In today’s reading, Andrew brings his brother Peter to Jesus. Eventually Jesus picks Peter to be the rock on which he builds his Church. Later on, Andrew brings a boy with five loaves and two fish to Jesus (john6:8). And Jesus uses the loaves and fish to feed a great crowd of hungry people. Finally, Andrew brings some Greek people to Jesus(John 12:20-22). And Jesus uses the occasion to teach the people some important things.
This brings us back to our original question. If we really believe Jesus is the greatest treasure we can possess, why are we reluctant to share our treasure with other people?
One answer we often hear is that other people aren’t interested in Jesus.
An obvious response to that question is that many people thought the old man wasn’t interested in Jesus either.

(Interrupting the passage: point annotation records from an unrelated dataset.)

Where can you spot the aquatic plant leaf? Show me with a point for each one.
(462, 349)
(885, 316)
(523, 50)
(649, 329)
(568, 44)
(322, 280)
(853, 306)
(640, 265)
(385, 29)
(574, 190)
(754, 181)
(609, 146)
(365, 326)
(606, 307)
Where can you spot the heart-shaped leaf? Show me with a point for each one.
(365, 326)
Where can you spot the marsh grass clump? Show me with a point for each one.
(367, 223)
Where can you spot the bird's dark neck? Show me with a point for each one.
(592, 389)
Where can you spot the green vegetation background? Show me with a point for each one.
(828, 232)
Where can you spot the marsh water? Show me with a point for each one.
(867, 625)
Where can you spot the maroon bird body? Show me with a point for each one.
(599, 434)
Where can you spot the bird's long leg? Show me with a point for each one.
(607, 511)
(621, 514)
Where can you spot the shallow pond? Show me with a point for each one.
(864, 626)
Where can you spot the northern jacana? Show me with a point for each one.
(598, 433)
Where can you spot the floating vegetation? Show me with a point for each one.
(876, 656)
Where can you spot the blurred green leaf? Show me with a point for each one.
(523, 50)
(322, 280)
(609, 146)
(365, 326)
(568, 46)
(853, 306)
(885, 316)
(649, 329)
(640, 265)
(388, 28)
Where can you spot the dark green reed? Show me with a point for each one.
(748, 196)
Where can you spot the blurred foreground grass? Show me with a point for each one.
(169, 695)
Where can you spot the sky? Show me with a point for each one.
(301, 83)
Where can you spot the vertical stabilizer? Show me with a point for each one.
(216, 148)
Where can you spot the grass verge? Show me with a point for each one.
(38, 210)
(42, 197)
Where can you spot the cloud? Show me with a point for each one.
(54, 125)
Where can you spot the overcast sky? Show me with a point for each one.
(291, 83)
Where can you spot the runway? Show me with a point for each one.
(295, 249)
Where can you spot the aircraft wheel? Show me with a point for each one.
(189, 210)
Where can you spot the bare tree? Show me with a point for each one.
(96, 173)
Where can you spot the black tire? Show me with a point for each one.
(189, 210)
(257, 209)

They probably thought to themselves, “If that old man had been interested nin Jesus or in becoming a Catholic, he would have checked things out long ago.
Some years back a Chicago high school teacher asked each member of his class to interview three people about prayer. The students were to asked them five questions: Do you Pray? Do you pray daily, or only occasionally? Why do you pray? When you pray, how do you pray? Who taught you to pray?
Three surprises emerged from the student interviews.
First, the students were surprised how willing people were to talk about prayer. Second, the students were surprised how many people prayed daily. Third, the students were surprised how many of their close friends prayed. They had never discussed it before.
One student said of the interviews: “I thought my friends would make fun of the interview, but they didn’t. they respected it. One of my friends said he was glad to talk about something that really mattered.” The girl concluded: “What I got out of the interview project was this: People do care about prayer. All of us have read magazine articles about how to become better conversationalist, or how to improve our personality by improving our conversation. One thing these articles always stress is that we should talk about things that are personal and important to us.
And what is more personal and more important that faith in Jesus? A person who thinks people aren’t interested in these things should keep in mind the student survey. People not only cooperated with the survey but were eager to do so.
This brings us to an important point: We should share our faith with others.
Any person who thinks this isn’t important should keep in mind the story of the old man. Had the nurse not asked him about religion, he would have died without fulfilling his dream of becoming a Catholic. And any person who thinks it isn’t important to share his or her faith with others should keep in mind today’s gospel. Had Andrew not shared his faith with his brother Peter, Peter might never have become the rock upon which Jesus built his Church.
And had Andrew not shared his faith with the boy with the loaves and fish, the crowd on the hillside might have gone home hungry, and the Gospel may have gone without one of the most inspiring stories of all Scripture.
In conclusion, today’s Gospel invites us to take a long, hard look at our reluctance to share our faith with others.
If we believe the Gospel is good news, and if we believe Jesus is the greatest treasure the human heart can possess, why are we so reluctant to share our faith with our own children, with our own friends, and with those people we know are searching for something to believe in?
This is the all-important question today’s gospel sets before each one of us. No one can answer the question for us. We must answer it for ourselves, each in his or her own way. But answer it we must. People are interested in our faith. And sharing our faith is important, critically important.
Let’s close with a prayer. Please follow along with me in silence: Lord, teach each one of us that here on earth you have no hands but ours to reach out to the needy. You have no heart but ours to embrace the lonely. You have no voice but ours to share the message of why you lived, suffered and died for us. Lord, teach us that here on earth we are your hands, we are your voice, we are your heart.